In one aspect of our invention, a shift-down device is provided.
This shift-down device includes a first group of shift-down buffers
and a second group of shift-down buffers. Members of the first
group of shift-down buffers receive instructions from a source of a
sequence of instructions, and some members also receive
instructions from other members of the first group by way of being
shifted down in the device. The second group of shift-down buffers
receives the instructions by way of shift-down from specified
members of the first group of shift-down buffers or by way of
shift-down from other members of said second group of shift-down
buffers. The final shift-down buffer in the second group functions
as an instruction register. Each instruction reaching this register
is decoded by having its operation code field decoded in an
instruction decoder and its i- and j-fields each decoded by an
auxiliary decoder. The instruction decoder identifies the type of
instruction and sends information to the various computation
facilities of the machine for processing of the given instruction.
If the instruction is a skip-type instruction, then signals
indicative both of the fact that it is a skip instruction, and of
the machine condition to be determined are sent to a function
generator. The auxiliary decoders for the i- and j-fields provide
an indication of information to be tested to determine the machine
condition indicated. This information is ultimately transmitted to
the function generator. The function generator performs the
condition determination to be made and emits either of two
indications.
The first indication connotes that the instruction decoded is a
skip-type instruction, and that the machine condition has been
determined as successful. Thus, all flagged instructions subsequent
to this skip instruction, and previous to a second skip-type
instruction with its skip flag off, are to be skipped. This is
accomplished by providing means responsive to this first indication
to inhibit the processing of these flagged instructions. One way
for accomplishing this is to provide logic, hereinafter referred to
as No-Op Logic, for setting a bit in certain buffers of the
shift-down device which contain a flagged instruction. This bit,
hereinafter referred to as the No-Op bit, will control skipping in
the majority of situations.
Buffer shift designation logic and shift-down logic are also
provided. The buffer shift designation logic is responsive to the
said No-Op bit and provides signals to the shift-down logic for
shifting the contents of specified buffers down into the buffers
having their No-Op bit set to one, without previously shifting out
the contents of these last-named buffers. This results in
electronically writing over the instructions which are to be
skipped, thus effecting their skipping. A special skip circuit,
comprising instruction decode inhibit logic, is included in the
bottom buffer of the shift-down device to take care of a singular
skipping not controlled by the set No-Op bits.

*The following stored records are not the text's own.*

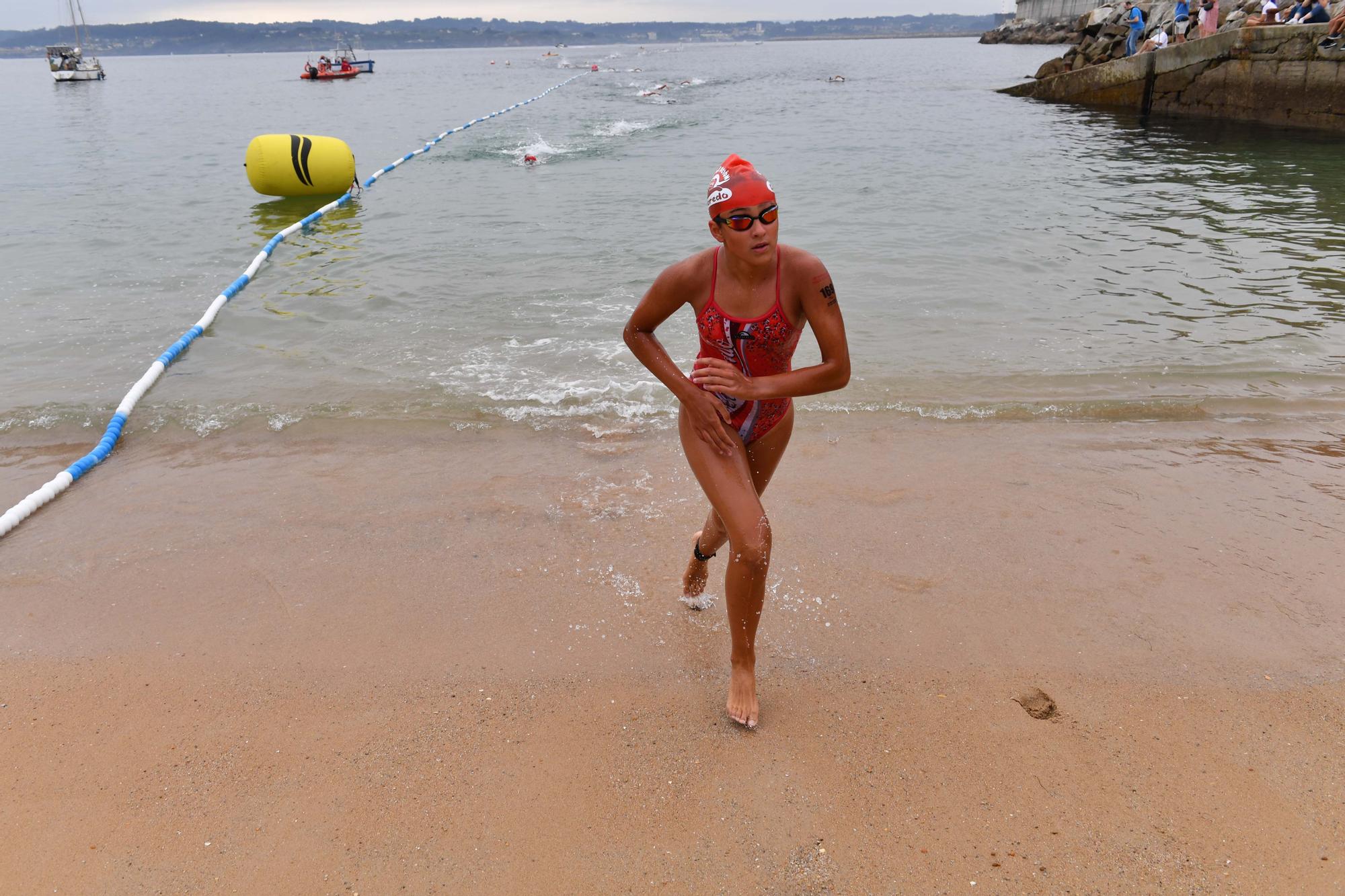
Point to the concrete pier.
(1273, 75)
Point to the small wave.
(539, 149)
(621, 128)
(279, 421)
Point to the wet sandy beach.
(362, 657)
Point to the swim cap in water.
(738, 185)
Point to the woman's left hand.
(720, 376)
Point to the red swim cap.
(738, 185)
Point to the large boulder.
(1052, 67)
(1093, 21)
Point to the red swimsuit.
(758, 346)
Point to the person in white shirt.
(1269, 15)
(1157, 42)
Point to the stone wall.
(1272, 75)
(1052, 10)
(1032, 32)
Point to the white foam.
(279, 421)
(621, 128)
(700, 602)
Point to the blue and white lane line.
(100, 452)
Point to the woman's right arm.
(708, 415)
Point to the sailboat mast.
(80, 6)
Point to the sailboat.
(69, 63)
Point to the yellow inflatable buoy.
(299, 165)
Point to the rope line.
(100, 452)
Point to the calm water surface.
(995, 257)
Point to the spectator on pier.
(1157, 41)
(1300, 10)
(1208, 18)
(1319, 14)
(1137, 28)
(1182, 22)
(1334, 34)
(1269, 15)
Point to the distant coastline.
(184, 37)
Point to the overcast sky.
(44, 14)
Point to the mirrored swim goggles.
(744, 222)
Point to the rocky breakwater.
(1032, 32)
(1274, 75)
(1102, 37)
(1104, 32)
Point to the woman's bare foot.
(743, 705)
(693, 580)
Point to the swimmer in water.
(751, 300)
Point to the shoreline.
(345, 658)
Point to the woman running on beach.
(751, 298)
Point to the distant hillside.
(188, 37)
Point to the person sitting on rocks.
(1334, 34)
(1269, 15)
(1182, 22)
(1157, 41)
(1208, 18)
(1300, 10)
(1137, 28)
(1319, 14)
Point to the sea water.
(995, 257)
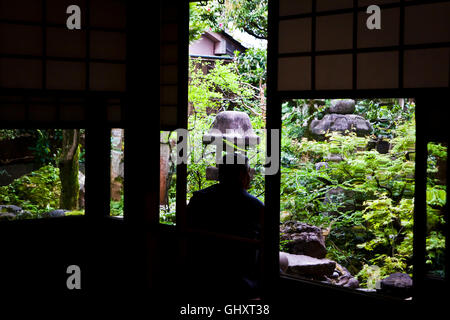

The buffer shift designation logic also provides signals for
entering new instructions from the source of the sequence
instructions into the first group of shift-down buffers to continue
the processing sequence.
Numerous advantages are offered by our invention. Primary among
these is the elimination of branch points when instructions are to
be skipped. Prior to our invention, in order to skip one or more
instructions it was necessary to perform a branch, entailing the
processing of a branch exit. The processing of branch exits
seriously impairs central processing unit performance. For example,
considering the following program steps.
If a X=A.times.Y+B
Z=x.div.c prior to our invention, a central processing unit would
execute the above program steps in the following manner:
Branch if not a
X=a.times.y
x=b+x
z=z.div.c
thus, prior to our invention a branch had to be performed on
whether or not the condition (a) occurred. If the condition
occurred, the program would "fall through" and perform the
multiplication of A and Y and add B to the product. If the
condition did not occur, the program branched to the divide
instruction. In either event the sequencing unit was forced to
process the branch exit. The processing of branch exits seriously
degrades computer performance. This processing of a branch exit is
eliminated by the apparatus of our invention, whereby the above
program steps would be accomplished as seen below:
In the above schematic example, the starred instructions indicate
instructions with their skip flag set to one, according to the
apparatus of our invention. If the a condition fails, then the skip
instruction is considered successful and the two starred examples
are immediately skipped by being ignored, and there is no longer a
need for processing a branch exit.
A second advantage of the present invention is in the ability to
optimize written code. As mentioned earlier, there is a higher
probability of optimizing a single long block of code than in
optimizing several short blocks of code. Hence, another example of
an advantage of our invention is seen schematically in the table
below: ##SPC1##
As seen in the first column of the above schematic, in order to
branch upon a successful test after a first instruction, to an
instruction designated .alpha., it is necessary to process a branch
exit. The corresponding code structure is thereby broken up into
segments 1 and 2. However, by utilizing the apparatus of the
present invention it is possible merely to skip the three starred
instructions without processing a branch instruction. Thus, the
code structure is a single long block 1, rather than two short
blocks 1 and 2, thus allowing a higher probability of code
optimization.
Accordingly, the foregoing and other objects, features, and
advantages of the invention will be apparent from the following
more particular description of a preferred embodiment of the
invention, as illustrated in the accompanying drawings.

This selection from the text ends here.